CSBA isn’t alone in its assessment that military compensation needs to be reformed. Analysts from across the ideological spectrum at think tanks like the American Enterprise Institute, Brookings, Cato, Center for a New American Security, and the Center for Strategic and International Studies have reached the same assessment, calling for an overhaul to the military compensation system that has been in place since the transition to the All Volunteer Force in 1973. They all recognize that military compensation is not limited to the Military Personnel line item in the DoD budget.

The point here is not to demand major reforms to the military compensation system. It is not, as Tilghman misleadingly suggests, that military paychecks might be “the biggest threat to national security.” Using the Military Personnel account as the total cost of military personnel is not accurate because it omits tens of billions of dollars we spend on personnel in the form of non-cash compensation, benefits that are a standard part of labor costs.
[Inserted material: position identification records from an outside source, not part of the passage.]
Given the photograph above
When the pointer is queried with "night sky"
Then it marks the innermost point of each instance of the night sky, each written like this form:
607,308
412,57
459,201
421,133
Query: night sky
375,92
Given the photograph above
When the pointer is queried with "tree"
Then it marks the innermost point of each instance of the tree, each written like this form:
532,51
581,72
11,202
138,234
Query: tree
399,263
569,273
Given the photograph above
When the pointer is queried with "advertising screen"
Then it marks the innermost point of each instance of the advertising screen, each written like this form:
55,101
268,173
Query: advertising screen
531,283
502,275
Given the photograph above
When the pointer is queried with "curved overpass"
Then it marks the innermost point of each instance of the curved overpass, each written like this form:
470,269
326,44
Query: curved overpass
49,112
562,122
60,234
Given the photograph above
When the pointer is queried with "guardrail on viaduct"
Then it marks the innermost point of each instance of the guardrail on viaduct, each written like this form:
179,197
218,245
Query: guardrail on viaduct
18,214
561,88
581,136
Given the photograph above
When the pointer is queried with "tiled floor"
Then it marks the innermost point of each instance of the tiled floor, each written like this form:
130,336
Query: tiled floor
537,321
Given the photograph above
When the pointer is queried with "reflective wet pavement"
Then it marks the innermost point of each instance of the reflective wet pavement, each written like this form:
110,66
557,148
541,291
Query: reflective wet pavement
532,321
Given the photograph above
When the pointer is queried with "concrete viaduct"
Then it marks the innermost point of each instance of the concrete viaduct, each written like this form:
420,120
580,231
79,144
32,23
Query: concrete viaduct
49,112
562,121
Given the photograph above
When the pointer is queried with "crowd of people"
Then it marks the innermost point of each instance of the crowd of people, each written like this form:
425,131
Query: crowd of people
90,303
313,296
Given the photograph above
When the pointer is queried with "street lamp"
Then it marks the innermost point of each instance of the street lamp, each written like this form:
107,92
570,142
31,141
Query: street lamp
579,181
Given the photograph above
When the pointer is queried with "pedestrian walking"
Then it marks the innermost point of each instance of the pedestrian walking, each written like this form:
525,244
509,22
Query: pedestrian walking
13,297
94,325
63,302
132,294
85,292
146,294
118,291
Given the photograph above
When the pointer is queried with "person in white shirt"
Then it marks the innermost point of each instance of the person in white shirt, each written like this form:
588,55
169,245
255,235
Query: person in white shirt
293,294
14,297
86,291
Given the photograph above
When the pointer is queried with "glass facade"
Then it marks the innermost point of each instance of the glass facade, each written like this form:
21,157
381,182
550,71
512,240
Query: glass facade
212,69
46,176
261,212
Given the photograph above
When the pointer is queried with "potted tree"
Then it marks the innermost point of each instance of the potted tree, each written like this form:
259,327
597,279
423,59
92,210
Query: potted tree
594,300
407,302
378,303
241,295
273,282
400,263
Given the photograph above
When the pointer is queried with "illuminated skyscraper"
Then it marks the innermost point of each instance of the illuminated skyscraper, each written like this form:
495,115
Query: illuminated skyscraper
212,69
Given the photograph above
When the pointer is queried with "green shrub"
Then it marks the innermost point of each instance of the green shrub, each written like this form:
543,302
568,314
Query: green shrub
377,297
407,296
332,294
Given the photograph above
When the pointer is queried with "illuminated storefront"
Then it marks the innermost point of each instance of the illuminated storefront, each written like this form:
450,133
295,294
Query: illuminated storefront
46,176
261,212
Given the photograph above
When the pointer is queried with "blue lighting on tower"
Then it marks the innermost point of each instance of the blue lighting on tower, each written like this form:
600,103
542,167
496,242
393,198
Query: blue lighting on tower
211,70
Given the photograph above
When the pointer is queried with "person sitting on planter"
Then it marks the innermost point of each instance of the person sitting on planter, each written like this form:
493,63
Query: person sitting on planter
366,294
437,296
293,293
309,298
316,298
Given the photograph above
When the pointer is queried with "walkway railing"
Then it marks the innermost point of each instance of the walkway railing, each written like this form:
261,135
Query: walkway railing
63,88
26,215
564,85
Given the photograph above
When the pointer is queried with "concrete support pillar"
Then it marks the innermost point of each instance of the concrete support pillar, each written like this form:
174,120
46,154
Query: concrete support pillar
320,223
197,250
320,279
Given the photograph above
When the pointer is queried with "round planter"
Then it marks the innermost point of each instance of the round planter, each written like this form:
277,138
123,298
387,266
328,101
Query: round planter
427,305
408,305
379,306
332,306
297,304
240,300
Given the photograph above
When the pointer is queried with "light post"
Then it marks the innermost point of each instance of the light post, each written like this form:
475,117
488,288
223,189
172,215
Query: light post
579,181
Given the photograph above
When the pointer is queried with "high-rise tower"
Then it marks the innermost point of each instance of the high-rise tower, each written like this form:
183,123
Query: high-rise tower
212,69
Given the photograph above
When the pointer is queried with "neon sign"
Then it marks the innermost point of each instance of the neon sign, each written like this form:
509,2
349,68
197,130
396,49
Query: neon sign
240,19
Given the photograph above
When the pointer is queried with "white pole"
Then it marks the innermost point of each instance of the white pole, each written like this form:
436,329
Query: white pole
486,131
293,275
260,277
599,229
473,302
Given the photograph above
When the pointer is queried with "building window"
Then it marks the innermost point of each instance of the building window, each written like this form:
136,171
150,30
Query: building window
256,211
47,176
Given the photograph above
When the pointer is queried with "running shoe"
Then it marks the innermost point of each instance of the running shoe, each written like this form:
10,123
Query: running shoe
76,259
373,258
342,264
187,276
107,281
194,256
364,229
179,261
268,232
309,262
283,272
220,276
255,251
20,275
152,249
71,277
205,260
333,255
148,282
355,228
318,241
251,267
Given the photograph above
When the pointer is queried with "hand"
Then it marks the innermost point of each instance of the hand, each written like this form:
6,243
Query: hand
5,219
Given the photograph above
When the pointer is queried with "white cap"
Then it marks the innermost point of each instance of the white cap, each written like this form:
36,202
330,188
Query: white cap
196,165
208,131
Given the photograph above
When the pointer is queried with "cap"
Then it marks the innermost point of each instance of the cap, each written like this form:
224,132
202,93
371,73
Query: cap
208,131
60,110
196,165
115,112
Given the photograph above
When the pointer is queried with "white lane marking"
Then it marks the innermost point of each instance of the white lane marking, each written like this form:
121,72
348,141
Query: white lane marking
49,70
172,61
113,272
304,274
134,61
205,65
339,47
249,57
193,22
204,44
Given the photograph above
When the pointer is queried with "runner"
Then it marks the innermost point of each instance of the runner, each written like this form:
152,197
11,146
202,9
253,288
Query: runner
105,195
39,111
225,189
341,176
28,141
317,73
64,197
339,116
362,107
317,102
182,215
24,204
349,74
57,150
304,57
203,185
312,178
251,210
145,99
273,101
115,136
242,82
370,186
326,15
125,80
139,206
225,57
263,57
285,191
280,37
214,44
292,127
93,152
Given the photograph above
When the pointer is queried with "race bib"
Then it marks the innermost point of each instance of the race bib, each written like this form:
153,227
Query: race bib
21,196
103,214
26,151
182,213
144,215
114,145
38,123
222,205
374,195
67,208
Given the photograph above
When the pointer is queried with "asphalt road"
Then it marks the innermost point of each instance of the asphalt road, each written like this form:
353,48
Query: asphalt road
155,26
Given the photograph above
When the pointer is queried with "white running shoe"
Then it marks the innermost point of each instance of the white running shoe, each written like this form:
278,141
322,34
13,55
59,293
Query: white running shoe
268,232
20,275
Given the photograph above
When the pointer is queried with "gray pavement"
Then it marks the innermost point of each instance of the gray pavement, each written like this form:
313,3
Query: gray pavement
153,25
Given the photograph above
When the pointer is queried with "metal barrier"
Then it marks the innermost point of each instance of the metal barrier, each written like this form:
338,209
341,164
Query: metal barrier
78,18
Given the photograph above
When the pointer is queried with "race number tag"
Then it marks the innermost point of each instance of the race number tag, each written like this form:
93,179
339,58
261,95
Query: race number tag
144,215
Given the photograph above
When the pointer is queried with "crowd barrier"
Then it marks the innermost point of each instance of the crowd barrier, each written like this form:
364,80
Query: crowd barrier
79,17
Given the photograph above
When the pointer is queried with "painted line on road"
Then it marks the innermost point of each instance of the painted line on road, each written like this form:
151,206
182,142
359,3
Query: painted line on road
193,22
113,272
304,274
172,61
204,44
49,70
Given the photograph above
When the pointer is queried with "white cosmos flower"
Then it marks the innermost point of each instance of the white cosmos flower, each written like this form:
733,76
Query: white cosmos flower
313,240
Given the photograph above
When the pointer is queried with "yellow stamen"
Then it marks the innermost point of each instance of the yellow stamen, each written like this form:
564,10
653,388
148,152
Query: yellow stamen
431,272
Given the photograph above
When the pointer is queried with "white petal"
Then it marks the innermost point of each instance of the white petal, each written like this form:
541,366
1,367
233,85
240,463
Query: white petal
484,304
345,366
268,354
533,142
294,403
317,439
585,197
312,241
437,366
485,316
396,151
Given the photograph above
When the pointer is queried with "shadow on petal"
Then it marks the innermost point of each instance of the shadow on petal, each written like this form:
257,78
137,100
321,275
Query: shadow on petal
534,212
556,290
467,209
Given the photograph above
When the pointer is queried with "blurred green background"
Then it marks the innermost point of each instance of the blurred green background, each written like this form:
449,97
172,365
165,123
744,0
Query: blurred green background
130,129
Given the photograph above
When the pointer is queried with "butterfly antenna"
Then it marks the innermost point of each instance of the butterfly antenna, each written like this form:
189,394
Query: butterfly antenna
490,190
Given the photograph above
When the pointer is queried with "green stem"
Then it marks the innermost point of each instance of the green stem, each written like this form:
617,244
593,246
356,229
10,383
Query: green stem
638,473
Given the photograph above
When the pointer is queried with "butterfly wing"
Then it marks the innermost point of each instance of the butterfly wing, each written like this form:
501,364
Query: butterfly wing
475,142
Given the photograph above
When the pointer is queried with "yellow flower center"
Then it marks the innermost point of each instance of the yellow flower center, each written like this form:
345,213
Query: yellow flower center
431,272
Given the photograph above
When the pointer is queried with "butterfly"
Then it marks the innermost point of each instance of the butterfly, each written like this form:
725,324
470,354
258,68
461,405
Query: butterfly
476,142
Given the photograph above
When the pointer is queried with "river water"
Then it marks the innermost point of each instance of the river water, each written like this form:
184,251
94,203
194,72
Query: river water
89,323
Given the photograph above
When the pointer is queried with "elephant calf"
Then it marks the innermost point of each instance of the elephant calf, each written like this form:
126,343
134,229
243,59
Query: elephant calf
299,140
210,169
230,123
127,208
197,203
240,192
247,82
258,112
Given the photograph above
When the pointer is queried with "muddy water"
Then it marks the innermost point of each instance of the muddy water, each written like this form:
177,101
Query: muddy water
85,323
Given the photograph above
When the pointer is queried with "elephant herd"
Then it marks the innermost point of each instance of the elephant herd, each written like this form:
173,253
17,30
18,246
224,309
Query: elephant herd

It is therefore disingenuous to criticize people who highlight the substantial growth in military personnel while neglecting to place it in the context of a faster growth in topline.

It’s doubly disingenuous because the article does the same thing it argues against—castigating those who fail to note the incredible growth in the topline over the last decade, while failing to adequately provide the context of sequestration for the next decade. Sequestration will lead to a $52 billion cut in FY 2014 and a 34% reduction over FY 2010 spending levels if it remains in place through FY 2023. This decrease in the topline makes controlling all components of the DoD budget imperative. Substantial increases in any one account will crowd out funding for the remaining accounts in a fiscal environment where the topline isn’t getting bigger.

And finally, attempts to sell papers notwithstanding; this debate is not about taking money out of paychecks. The irony of an article that claims the brass are using scare tactics to come after military paychecks that been exempted from sequestration should be lost on no one. This is about, as the Secretary of Defense notes, bending the cost curve for the future. It’s about getting control over (and not necessarily cutting) compensation for those people who join the service tomorrow. Let’s have a full and fair debate and leave the scare tactics on the floor under the copy desk.

 

W. Jonathan Rue is a senior policy analyst at a small consulting firm where he specializes in defense policy and budget issues. A former Marine captain, he served in Iraq as an intelligence advisor.

 

Correction: This article originally said the Congressional Budget Office considers certain cash and non-cash benefits as part of regular military compensation. The author meant “regular” as in “normal,” but Regular Military Compensation has a specific formal definition that was not intended. To avoid confusion, the word was removed.